The skies have been full of many different sorts of clouds lately. The other morning I watched them just brushing across the blue like wisps of smoke.
Clouds of Spring
I’ve never seen the clouds so soft before–
A rose haze floating in a tender, middle
morning blue. But there they are, a score
In smoke-puff pink that read the ancient riddle
Of mid-March: the rain, the dry and brittle
Winds that blow a storm through and then slip
Away to leave the morning just a little
Dew upon the roof. And the dew’s drip
Becomes a language as the seasons skip
Between the warm and chill, between the weeping
Fog and warrior Sun. We take a sip
Of summer; in its swirl we taste the sleeping
Snows above us. Spring is clouds of rose
On winds that smell of flowers and of snows.
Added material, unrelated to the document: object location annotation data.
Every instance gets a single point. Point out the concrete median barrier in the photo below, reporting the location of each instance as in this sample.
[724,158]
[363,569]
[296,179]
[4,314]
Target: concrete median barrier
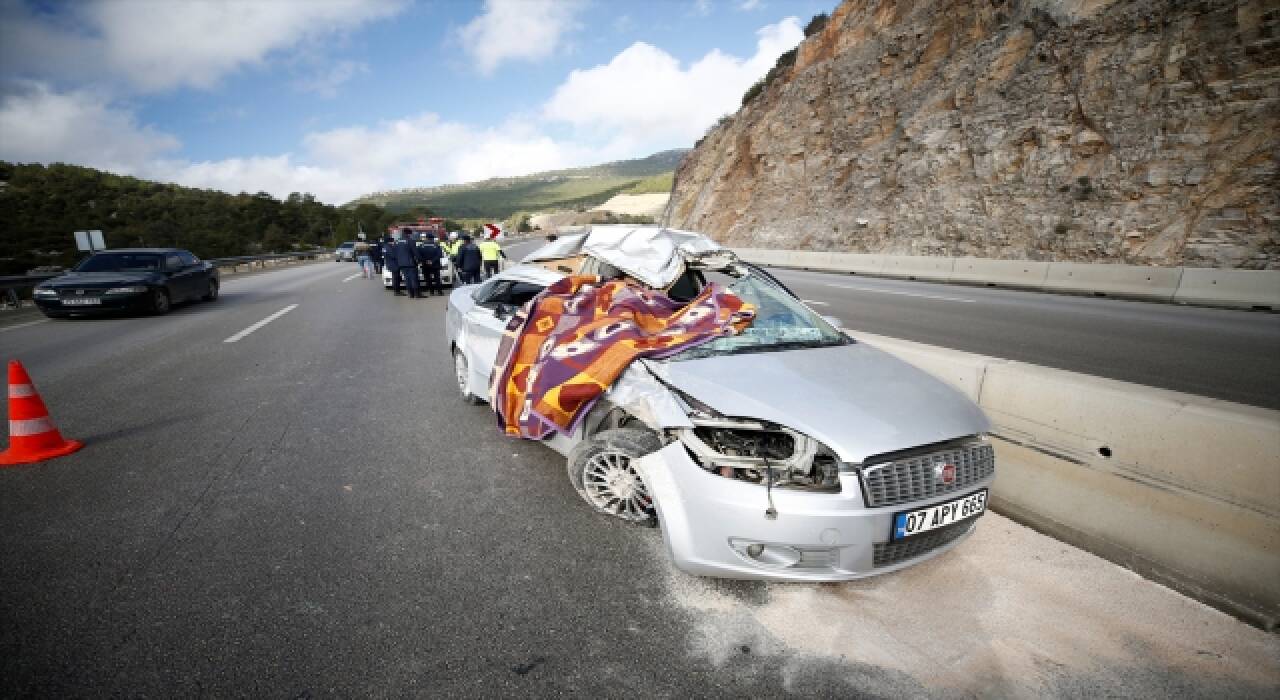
[918,266]
[1239,288]
[1024,274]
[1179,488]
[1114,280]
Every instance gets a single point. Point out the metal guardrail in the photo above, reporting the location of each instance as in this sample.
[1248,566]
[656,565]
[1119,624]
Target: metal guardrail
[14,288]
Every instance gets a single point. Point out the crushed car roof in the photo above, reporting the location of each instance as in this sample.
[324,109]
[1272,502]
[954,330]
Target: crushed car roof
[652,255]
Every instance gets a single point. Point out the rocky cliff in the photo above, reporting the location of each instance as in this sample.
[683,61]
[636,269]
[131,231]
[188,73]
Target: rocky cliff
[1139,132]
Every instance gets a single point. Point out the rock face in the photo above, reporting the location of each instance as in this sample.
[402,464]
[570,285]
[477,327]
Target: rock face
[1141,132]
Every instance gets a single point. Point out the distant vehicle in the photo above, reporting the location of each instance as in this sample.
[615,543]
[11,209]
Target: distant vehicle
[446,274]
[128,279]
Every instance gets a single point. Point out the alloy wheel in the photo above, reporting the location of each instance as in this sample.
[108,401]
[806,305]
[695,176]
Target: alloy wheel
[613,486]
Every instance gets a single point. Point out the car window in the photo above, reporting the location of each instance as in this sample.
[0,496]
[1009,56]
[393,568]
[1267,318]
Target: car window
[483,292]
[114,262]
[686,286]
[511,292]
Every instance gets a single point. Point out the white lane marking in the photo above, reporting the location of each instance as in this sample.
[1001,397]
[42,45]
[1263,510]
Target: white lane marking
[260,324]
[16,326]
[900,293]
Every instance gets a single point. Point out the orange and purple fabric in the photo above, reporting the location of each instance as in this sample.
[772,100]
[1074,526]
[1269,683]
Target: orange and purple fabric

As spring moves along, I notice Orion setting far earlier and Scorpio beginning to appear before sunrise. Once again the year cycles along its ancient courses.
Orion
Orion, Orion,
Far in the western sky,
You follow the night:
With the night you fly.
You follow the moon:
Like the moon you die.
And yet you’ll return:
You live longer than I.
Greet the far side of the year:
Let us not say good-bye.
Christine, I've been reading Malcolm Guite for about ten years, the only contemporary sonneteer I know. And then I found your beautiful work. Wow! I am amazed and impressed and inspired. These are beautiful!
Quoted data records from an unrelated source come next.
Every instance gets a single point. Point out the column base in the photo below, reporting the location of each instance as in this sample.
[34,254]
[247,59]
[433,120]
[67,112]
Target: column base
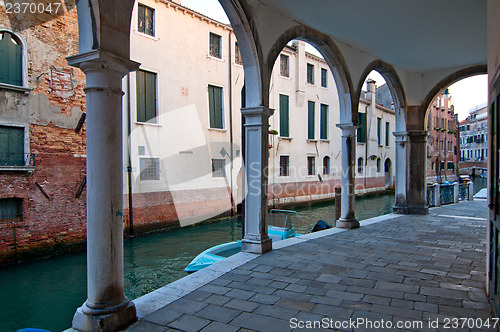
[101,323]
[256,246]
[347,223]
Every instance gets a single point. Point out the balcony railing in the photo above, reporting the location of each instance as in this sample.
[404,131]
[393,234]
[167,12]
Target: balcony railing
[17,160]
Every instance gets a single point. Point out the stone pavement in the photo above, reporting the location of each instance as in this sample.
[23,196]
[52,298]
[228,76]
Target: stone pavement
[416,270]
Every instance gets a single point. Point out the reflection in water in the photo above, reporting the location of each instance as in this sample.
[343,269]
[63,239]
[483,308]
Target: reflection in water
[45,294]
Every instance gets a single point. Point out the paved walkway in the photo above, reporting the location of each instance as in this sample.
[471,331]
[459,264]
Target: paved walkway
[415,270]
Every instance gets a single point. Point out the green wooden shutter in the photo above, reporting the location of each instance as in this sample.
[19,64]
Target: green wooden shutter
[284,116]
[215,106]
[150,83]
[141,96]
[310,119]
[11,146]
[324,122]
[11,69]
[387,132]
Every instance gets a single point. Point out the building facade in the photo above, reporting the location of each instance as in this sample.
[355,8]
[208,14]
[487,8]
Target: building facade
[42,133]
[443,143]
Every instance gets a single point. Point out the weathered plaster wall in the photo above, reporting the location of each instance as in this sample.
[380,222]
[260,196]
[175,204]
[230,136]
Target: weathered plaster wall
[53,212]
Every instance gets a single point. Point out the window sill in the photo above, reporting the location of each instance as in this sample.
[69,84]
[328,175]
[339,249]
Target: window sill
[148,124]
[215,58]
[28,169]
[220,130]
[15,88]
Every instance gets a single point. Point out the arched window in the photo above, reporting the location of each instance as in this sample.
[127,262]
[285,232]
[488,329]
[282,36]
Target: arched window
[326,165]
[11,56]
[360,165]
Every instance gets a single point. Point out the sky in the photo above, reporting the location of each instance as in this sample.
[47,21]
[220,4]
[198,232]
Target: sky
[466,94]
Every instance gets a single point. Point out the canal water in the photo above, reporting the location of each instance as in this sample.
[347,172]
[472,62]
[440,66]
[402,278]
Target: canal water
[45,294]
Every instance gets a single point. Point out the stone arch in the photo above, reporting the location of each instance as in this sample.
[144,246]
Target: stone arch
[333,57]
[251,53]
[395,87]
[104,25]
Such an extraordinary sonnet! The poem-constructer in me relishes your fearless choice of rhyming sounds (drip!!!); the poem-reader in me is captivated by the clear and beautiful way you show us the clouds linking spring to the winter that was and the summer that's coming. So lovely. The salute to Orion is spare and handsome as the Hunter is; I hope he salutes you back from the night sky.